Suppose $f_i: X \rightarrow \mathbb{R}$, $i \in I$ where $Χ$ is second countable and $f_i$ are continuous $\forall i \in I$. Then the family $(f_i)_{i \in I}$ is separating the points of $X$?
If $X$ was normal space we could apply Urysohn's Lemma, but here $X$ is second countable (and consequently separable).
Any ideas would be helpful
For any space, if the $f_i$ happen to be all constant, or on $X=\mathbb{R}$ we take the functions $f(x) = A\sin(x), A \in \mathbb{R}$, say, we cannot separate all points of $X$. So you have to be careful about the family of functions.
There are demands on $X$ as well:
If $X$ is indiscrete (e.g.) then $X$ is second countable, and all continuous functions on $X$ with codomain $\mathbb{R}$ (or any Hausdorff space) are constant.

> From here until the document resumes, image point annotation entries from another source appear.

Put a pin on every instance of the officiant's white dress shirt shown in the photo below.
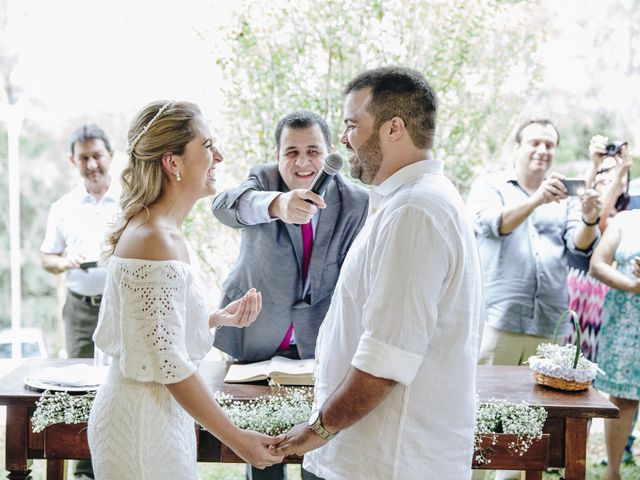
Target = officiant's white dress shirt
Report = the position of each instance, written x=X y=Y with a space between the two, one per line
x=408 y=306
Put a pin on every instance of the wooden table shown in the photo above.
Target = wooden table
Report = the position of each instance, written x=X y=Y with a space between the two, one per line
x=568 y=414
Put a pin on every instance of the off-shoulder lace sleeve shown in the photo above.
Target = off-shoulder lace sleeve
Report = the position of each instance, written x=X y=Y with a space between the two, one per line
x=154 y=308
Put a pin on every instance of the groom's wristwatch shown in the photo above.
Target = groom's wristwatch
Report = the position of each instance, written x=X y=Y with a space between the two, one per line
x=315 y=424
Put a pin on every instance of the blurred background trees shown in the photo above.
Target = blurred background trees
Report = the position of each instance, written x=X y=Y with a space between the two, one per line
x=493 y=63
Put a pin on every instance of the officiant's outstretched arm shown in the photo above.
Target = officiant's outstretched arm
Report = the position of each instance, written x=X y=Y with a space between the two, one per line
x=155 y=321
x=291 y=250
x=397 y=352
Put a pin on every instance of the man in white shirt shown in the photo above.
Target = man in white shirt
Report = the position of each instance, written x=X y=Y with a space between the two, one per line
x=395 y=379
x=76 y=229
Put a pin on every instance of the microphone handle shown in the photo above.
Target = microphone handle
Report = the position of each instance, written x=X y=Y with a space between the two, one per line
x=319 y=186
x=321 y=183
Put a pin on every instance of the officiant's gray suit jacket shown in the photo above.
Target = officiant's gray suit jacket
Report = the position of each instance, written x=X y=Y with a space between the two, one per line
x=270 y=260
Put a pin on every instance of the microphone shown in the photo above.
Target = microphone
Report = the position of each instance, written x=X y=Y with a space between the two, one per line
x=330 y=167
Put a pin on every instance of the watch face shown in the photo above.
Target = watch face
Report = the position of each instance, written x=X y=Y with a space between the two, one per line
x=314 y=417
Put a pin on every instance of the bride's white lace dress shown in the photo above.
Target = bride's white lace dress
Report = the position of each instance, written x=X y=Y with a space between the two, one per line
x=154 y=322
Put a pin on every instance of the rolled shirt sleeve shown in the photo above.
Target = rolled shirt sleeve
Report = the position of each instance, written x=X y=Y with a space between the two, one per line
x=401 y=312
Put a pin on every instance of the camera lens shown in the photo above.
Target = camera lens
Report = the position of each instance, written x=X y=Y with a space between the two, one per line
x=614 y=148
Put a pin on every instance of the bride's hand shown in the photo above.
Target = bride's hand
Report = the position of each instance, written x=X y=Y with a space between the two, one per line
x=253 y=448
x=239 y=313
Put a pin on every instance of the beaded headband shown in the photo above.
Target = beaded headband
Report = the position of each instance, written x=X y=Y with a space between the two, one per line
x=146 y=127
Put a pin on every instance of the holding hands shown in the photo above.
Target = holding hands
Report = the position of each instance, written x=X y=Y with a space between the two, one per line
x=296 y=206
x=256 y=448
x=239 y=313
x=297 y=441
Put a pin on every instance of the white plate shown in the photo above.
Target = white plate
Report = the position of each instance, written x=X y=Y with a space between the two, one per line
x=71 y=378
x=40 y=384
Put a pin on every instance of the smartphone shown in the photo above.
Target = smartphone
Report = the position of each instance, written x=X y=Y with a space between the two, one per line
x=575 y=186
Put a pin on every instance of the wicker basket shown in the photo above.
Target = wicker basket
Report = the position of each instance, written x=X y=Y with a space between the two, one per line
x=560 y=383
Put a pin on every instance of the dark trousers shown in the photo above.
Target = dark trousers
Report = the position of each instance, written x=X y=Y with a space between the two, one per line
x=80 y=320
x=276 y=472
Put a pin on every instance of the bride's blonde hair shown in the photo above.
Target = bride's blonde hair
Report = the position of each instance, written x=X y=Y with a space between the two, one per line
x=160 y=127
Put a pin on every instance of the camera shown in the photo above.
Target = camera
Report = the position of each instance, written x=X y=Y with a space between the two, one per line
x=613 y=148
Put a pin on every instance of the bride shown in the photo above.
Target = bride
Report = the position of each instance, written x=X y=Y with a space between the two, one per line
x=154 y=321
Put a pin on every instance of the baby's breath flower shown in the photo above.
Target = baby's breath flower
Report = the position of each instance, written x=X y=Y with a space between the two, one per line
x=60 y=407
x=271 y=414
x=501 y=416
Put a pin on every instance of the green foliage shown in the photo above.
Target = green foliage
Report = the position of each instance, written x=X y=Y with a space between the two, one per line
x=281 y=56
x=277 y=58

So no family of continuous functions on $X$ can separate the points.
$X$ is called functionally Hausdorff iff such a point-separating realvalued-continuous family of $X$ exists at all. Not all spaces are functionally Hausdorff, as we saw. Even $T_3$ spaces need not be.
A second countable regular $T_1$ space (which is normal so Urysohn applies) will have a (countable, even) family of this type.